I cattolici sono di destra?
Si tratta dunque della ennesima leggenda metropolitana, o i dati elettorali confermano veramente questa ipotetica propensione dei cattolici italiani a votare in prevalenza per il centrodestra? Con l’ausilio delle indagini demoscopiche realizzate da Ipsos nel corso degli ultimi mesi (prima e dopo il voto) e della rielaborazione effettuata da due docenti universitari, Paolo Segatti e Cristiano Vezzoni, possiamo tracciare una prima rapida risposta alla domanda cruciale: Come hanno votato i cattolici nelle elezioni del 13-14 aprile 2008? Una argomentazione più approfondita su questo tema, da parte dei due professori, è contenuta nel volume che uscirà a breve (Senza più sinistra), curato da Renato Mannheimer e Paolo Natale, cioè da me. Ma già fin d’ora possiamo anticipare i principali contenuti della loro analisi.
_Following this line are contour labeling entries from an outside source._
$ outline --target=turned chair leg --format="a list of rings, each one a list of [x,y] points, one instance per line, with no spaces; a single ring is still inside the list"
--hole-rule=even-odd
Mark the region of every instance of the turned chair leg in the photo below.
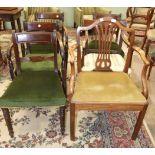
[[[133,134],[132,134],[132,137],[131,137],[132,140],[135,140],[137,138],[137,135],[138,135],[138,132],[139,132],[139,130],[141,128],[141,125],[142,125],[143,118],[145,116],[147,107],[148,107],[148,105],[145,105],[143,110],[140,111],[140,113],[139,113],[139,116],[138,116],[138,119],[137,119],[137,122],[136,122],[136,125],[135,125],[135,128],[134,128],[134,131],[133,131]]]
[[[12,122],[11,122],[11,117],[10,117],[10,112],[8,108],[1,108],[2,112],[3,112],[3,116],[9,131],[9,135],[11,136],[11,138],[14,137],[14,132],[13,132],[13,128],[12,128]]]
[[[75,140],[75,104],[70,104],[70,139]]]
[[[61,134],[64,135],[65,133],[65,117],[66,116],[66,106],[60,107],[60,128]]]

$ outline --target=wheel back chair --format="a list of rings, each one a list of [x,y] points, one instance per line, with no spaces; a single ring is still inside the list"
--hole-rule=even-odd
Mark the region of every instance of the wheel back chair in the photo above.
[[[135,29],[135,36],[143,37],[142,49],[146,43],[147,31],[154,28],[154,9],[151,7],[129,7],[127,9],[128,26]]]
[[[54,60],[19,57],[18,44],[49,43]],[[12,54],[15,55],[15,63]],[[12,83],[0,97],[9,134],[14,136],[9,109],[14,107],[60,107],[61,133],[65,132],[66,65],[65,51],[59,32],[22,32],[13,34],[13,46],[8,51]],[[59,61],[58,61],[59,59]]]
[[[129,36],[125,42],[128,45],[128,52],[122,71],[114,71],[111,61],[113,54],[110,54],[112,38],[118,28],[121,31],[126,31]],[[91,29],[96,31],[98,53],[94,56],[95,65],[93,68],[89,71],[83,71],[85,51],[81,48],[80,33]],[[78,27],[77,44],[69,50],[71,57],[69,83],[71,140],[75,140],[76,113],[79,110],[140,111],[132,134],[132,139],[136,139],[148,106],[146,71],[149,61],[146,59],[144,51],[134,45],[134,37],[133,28],[124,27],[119,21],[111,17],[100,18],[86,27]],[[77,49],[77,74],[75,74],[74,64],[75,49]],[[128,75],[133,49],[144,62],[141,73],[142,93]]]

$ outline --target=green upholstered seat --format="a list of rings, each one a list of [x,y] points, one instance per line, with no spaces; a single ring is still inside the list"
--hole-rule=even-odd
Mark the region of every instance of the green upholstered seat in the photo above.
[[[123,72],[80,72],[72,103],[146,104],[145,97]]]
[[[18,75],[0,98],[1,107],[60,106],[66,99],[50,61],[22,63]]]
[[[87,54],[88,53],[92,53],[91,50],[89,49],[97,49],[98,48],[98,41],[97,40],[92,40],[88,43],[88,47],[87,47]],[[93,50],[95,52],[95,50]],[[115,42],[112,42],[111,44],[111,54],[120,54],[122,57],[124,57],[124,52],[123,50],[119,47],[119,45]]]

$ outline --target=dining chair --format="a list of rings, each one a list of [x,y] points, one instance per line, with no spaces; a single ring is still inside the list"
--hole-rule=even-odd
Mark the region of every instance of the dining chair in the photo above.
[[[21,43],[50,43],[54,62],[50,59],[20,57]],[[13,34],[13,45],[8,51],[8,64],[12,78],[0,97],[0,108],[11,137],[14,136],[9,109],[15,107],[52,107],[60,109],[60,129],[65,132],[65,109],[67,106],[65,84],[65,49],[59,32],[20,32]],[[15,63],[12,56],[15,55]],[[58,61],[58,59],[60,59]],[[39,122],[38,122],[39,123]]]
[[[150,60],[147,78],[149,79],[152,67],[155,66],[155,29],[148,30],[146,41],[146,56]]]
[[[98,40],[98,53],[94,56],[95,65],[90,71],[83,71],[84,65],[83,48],[81,48],[82,31],[96,30]],[[111,61],[110,49],[112,38],[116,28],[129,34],[126,44],[128,52],[122,71],[114,71]],[[69,49],[71,77],[69,83],[70,105],[70,138],[75,140],[76,116],[79,110],[107,110],[107,111],[139,111],[137,122],[134,127],[132,139],[135,140],[142,125],[145,112],[148,107],[148,88],[146,72],[149,61],[145,53],[134,45],[134,29],[127,28],[116,19],[104,17],[96,20],[86,27],[77,28],[77,44]],[[75,70],[75,55],[77,49],[77,73]],[[137,88],[128,75],[132,53],[138,53],[144,63],[142,72],[142,92]]]
[[[127,22],[129,27],[135,29],[135,36],[142,37],[141,48],[144,48],[147,39],[147,31],[154,28],[154,7],[128,7]],[[136,40],[138,43],[138,39]]]
[[[24,15],[25,20],[27,22],[34,22],[35,21],[35,13],[38,12],[60,12],[60,9],[57,7],[25,7],[24,8]]]
[[[104,7],[75,7],[74,27],[82,26],[84,20],[92,20],[94,13],[109,14],[112,11]]]

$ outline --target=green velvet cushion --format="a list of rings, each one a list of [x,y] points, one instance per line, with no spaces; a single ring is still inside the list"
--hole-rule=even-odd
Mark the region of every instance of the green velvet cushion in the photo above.
[[[147,103],[134,82],[123,72],[80,72],[71,102],[123,105]]]
[[[27,64],[26,64],[27,63]],[[52,62],[31,62],[22,65],[18,75],[0,98],[1,107],[60,106],[66,102],[58,75]]]
[[[89,49],[97,49],[97,48],[98,48],[98,41],[97,40],[92,40],[92,41],[90,41],[88,43],[88,50],[87,50],[87,52],[91,53],[91,51],[89,51]],[[112,42],[112,44],[111,44],[111,54],[120,54],[122,57],[124,57],[123,50],[115,42]]]

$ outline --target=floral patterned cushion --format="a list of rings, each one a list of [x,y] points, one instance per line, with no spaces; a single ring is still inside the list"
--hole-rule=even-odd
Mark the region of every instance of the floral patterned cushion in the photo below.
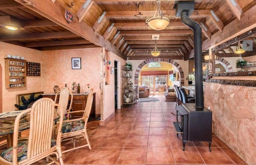
[[[62,133],[64,133],[82,130],[84,128],[84,122],[82,120],[75,122],[63,122],[62,131]]]
[[[28,143],[28,141],[26,140],[18,144],[18,161],[27,158]],[[56,141],[54,139],[52,139],[51,147],[52,147],[56,145]],[[3,151],[0,155],[1,157],[10,162],[12,161],[12,147]]]

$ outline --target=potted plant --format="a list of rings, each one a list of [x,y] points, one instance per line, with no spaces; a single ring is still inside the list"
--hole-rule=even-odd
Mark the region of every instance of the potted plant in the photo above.
[[[246,66],[247,61],[244,59],[238,59],[236,61],[236,67],[238,68],[244,67]]]
[[[125,66],[127,69],[132,69],[132,63],[130,62],[126,63],[125,64]]]

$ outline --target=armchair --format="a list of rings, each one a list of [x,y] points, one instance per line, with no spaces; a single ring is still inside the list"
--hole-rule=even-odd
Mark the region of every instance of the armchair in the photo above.
[[[139,97],[148,97],[149,96],[149,88],[146,85],[139,86]]]

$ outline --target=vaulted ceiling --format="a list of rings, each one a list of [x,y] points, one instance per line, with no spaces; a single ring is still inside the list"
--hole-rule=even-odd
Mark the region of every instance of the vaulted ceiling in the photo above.
[[[202,41],[207,42],[233,21],[244,21],[244,13],[256,1],[195,0],[190,17],[200,24]],[[161,1],[170,24],[156,31],[145,24],[155,13],[155,0],[1,0],[0,41],[41,51],[102,47],[124,59],[145,59],[153,57],[152,35],[157,35],[161,57],[188,59],[194,55],[193,33],[175,16],[176,3]],[[65,20],[65,9],[72,14],[72,22]],[[19,29],[11,31],[6,25]],[[236,55],[231,48],[218,52]]]

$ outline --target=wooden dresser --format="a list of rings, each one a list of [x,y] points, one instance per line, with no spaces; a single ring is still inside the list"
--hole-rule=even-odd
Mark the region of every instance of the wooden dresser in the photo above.
[[[96,92],[93,93],[93,101],[92,102],[92,110],[90,115],[90,117],[91,118],[95,118],[95,95]],[[54,100],[55,98],[55,93],[48,93],[42,94],[43,97],[48,97]],[[87,97],[88,96],[85,94],[84,93],[75,93],[73,94],[73,103],[72,103],[72,111],[84,110],[85,108],[85,106],[86,104],[86,101],[87,100]],[[68,106],[69,106],[70,104],[70,100],[71,96],[70,96],[69,102]],[[59,96],[57,98],[57,101],[59,100]],[[82,116],[83,114],[82,113],[76,113],[76,116],[73,116],[73,118],[80,118]]]

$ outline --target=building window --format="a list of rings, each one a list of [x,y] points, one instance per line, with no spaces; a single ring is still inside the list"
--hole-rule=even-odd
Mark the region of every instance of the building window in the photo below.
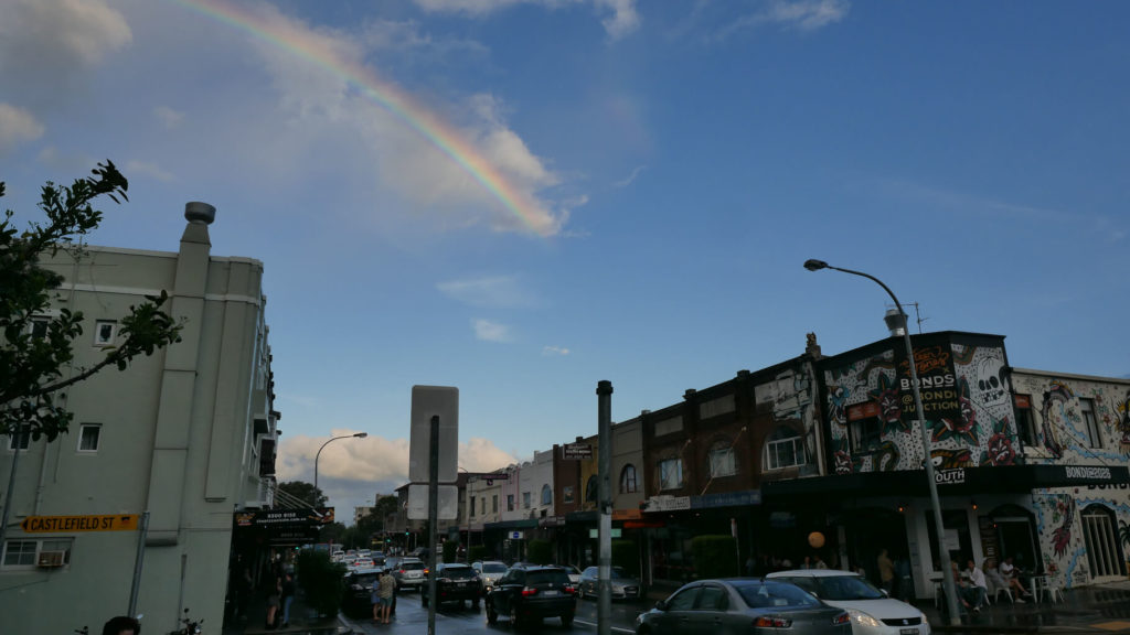
[[[23,433],[16,433],[8,435],[8,450],[16,450],[16,440],[19,440],[19,449],[27,450],[32,444],[32,430],[24,430]]]
[[[683,459],[667,459],[659,462],[659,488],[678,489],[683,487]]]
[[[620,494],[635,494],[640,492],[635,479],[635,466],[628,463],[620,470]]]
[[[1033,447],[1040,445],[1040,438],[1036,436],[1036,418],[1032,412],[1032,395],[1017,394],[1012,403],[1016,406],[1016,434],[1020,437],[1020,443]]]
[[[97,452],[98,441],[102,437],[102,425],[82,424],[78,433],[79,452]]]
[[[1079,414],[1083,415],[1083,425],[1087,429],[1087,445],[1102,447],[1103,436],[1098,429],[1098,419],[1095,418],[1095,402],[1090,399],[1080,399]]]
[[[871,452],[879,447],[883,440],[883,423],[878,417],[851,423],[852,453]]]
[[[113,320],[98,320],[94,323],[94,346],[112,346],[116,334],[118,322]]]
[[[70,563],[72,540],[7,540],[0,568],[58,567]]]
[[[719,441],[710,449],[711,478],[733,476],[738,473],[738,461],[733,456],[733,445],[728,441]]]
[[[765,471],[803,466],[805,437],[797,430],[781,426],[765,444]]]

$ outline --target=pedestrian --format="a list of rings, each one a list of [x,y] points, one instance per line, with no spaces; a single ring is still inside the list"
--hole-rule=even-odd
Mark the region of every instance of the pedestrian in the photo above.
[[[282,579],[282,628],[290,626],[290,604],[294,602],[294,574],[287,571]]]
[[[879,565],[879,585],[890,594],[895,590],[895,563],[890,562],[886,549],[879,549],[876,563]]]
[[[392,577],[392,573],[389,569],[384,569],[384,573],[377,580],[377,585],[381,595],[381,616],[384,618],[384,624],[389,624],[389,616],[392,614],[392,597],[397,592],[397,579]]]
[[[141,635],[141,623],[128,615],[112,617],[102,627],[102,635]]]

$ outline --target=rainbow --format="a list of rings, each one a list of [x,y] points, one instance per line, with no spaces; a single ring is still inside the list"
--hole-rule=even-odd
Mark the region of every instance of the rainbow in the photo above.
[[[462,133],[442,121],[423,104],[397,86],[377,78],[359,63],[339,59],[314,37],[287,28],[281,24],[270,24],[263,16],[234,7],[219,0],[168,0],[194,14],[211,18],[220,24],[242,31],[272,46],[293,53],[318,67],[340,77],[356,87],[370,101],[399,119],[436,149],[446,155],[487,192],[498,200],[529,228],[541,236],[554,232],[551,223],[534,209],[529,197],[510,184],[489,160],[486,159]]]

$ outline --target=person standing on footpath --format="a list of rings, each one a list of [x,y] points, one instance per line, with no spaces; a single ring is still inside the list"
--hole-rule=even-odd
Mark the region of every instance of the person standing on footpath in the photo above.
[[[879,565],[879,583],[889,594],[895,590],[895,563],[890,562],[886,549],[879,549],[876,563]]]

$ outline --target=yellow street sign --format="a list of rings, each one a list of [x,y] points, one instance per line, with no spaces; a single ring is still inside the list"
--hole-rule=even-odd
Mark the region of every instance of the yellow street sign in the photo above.
[[[77,531],[137,531],[137,514],[93,516],[27,516],[19,527],[27,533],[72,533]]]

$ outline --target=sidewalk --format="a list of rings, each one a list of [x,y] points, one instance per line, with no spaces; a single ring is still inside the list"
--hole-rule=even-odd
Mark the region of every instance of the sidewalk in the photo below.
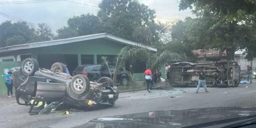
[[[16,103],[16,99],[15,95],[12,97],[8,97],[6,94],[0,94],[0,107],[2,106],[3,104]]]

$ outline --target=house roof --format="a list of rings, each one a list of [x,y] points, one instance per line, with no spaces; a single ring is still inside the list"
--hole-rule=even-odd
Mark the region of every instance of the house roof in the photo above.
[[[220,57],[220,52],[219,50],[216,49],[210,49],[208,50],[196,50],[192,51],[195,54],[198,55],[198,58],[207,57]],[[224,50],[221,55],[222,57],[227,56],[227,53],[226,50]]]
[[[126,40],[107,33],[103,33],[6,47],[0,48],[0,53],[18,50],[28,49],[65,44],[101,38],[105,38],[127,45],[137,46],[145,48],[155,52],[157,51],[157,49],[156,48],[144,45],[138,43]]]

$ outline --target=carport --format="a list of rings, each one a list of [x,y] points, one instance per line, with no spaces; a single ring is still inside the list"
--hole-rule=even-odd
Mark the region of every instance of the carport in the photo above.
[[[40,54],[37,55],[37,60],[41,68],[50,69],[56,62],[66,64],[71,74],[78,65],[77,54]]]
Che è presto formulata: è certamente vero che gli italiani che si dichiarano maggiormente cattolici (in particolare quelli assidui, che frequentano la messa) votano in prevalenza per i partiti di centrodestra, soprattutto per il Pdl; ma è altrettanto vero che questo differenziale di voto non fa che replicare quello esistente nella popolazione italiana.
Detto altrimenti: se tra i cattolici il partito più votato è sicuramente il Popolo delle Libertà (con una percentuale che si aggira intorno ai 43-44 punti), non è vero che essi non scelgano in misura consistente anche il Partito democratico (per il quale le opzioni dei cattolici sono vicine al 35-36 per cento). Mentre dunque l’elettorato cattolico praticante sceglie il Pdl in misura leggermente maggiore che la totalità degli elettori (44 contro 38 circa), lo stesso si può dire per il Pd (che ottiene un consenso pari al 35 contro il 33 a livello nazionale).
La situazione non è quindi cambiata di molto rispetto al 2006 o ai precedenti anni elettorali, anche se abbiamo assistito ad un cambiamento nelle opzioni di voto a disposizione dei cittadini.
Oltre al fatto che nel 2008 tutti i partiti hanno corso da soli, per la prima volta dopo il 1994 si presentavano due partiti che facevano uno specifico appello confessionale: oltre alla lista di Ferrara, esisteva anche un centro non inserito in una più ampia coalizione, l’Udc, che si proponeva come naturale casa dei cattolici.
Come è noto, questo appello è stato rifiutato, anche dalla maggior parte dei cattolici: soltanto il 7 per cento tra i cattolici ha infatti votato il partito di Casini, poco più di quanto hanno fatto gli altri elettori. Il fatto che l’esito elettorale non sia stato per l’Udc tanto disastroso è dovuto in maggior misura alla sua collocazione, come terza via tra i due principali partiti-coalizione. La forza di attrazione del proprio elettorato da parte dell’Udc non si è dimostrata essere legata ad una specifica fedeltà o sensibilità dei cattolici.
Segatti e Vezzoni suggeriscono un’ipotesi: potrebbe non avere torto chi ritiene che con queste elezioni si chiuda un periodo, quello nel quale la questione cattolica veniva fatta coincidere con la questione democristiana o con quella degli ex-democristiani. Nelle condizioni politico- istituzionali e sociali italiane, con una crescente richiesta da parte degli elettori di semplificazione dell’offerta politica, e con crescenti tassi di secolarizzazione che riducono il numero di praticanti, lo spazio per un partito che faccia diretto ed specifico appello ai cattolici non sembra esserci. Né il conclamare una identità religiosa è da sola una risorsa in grado di intercettare il favore dei cattolici praticanti. Piaccia o meno, pare proprio che anche questa volta molti cattolici praticanti abbiano votato sulla base di considerazioni mondane, delle proprie paure o dei propri bisogni materiali. Un po’ come hanno fatto tutti gli altri elettori.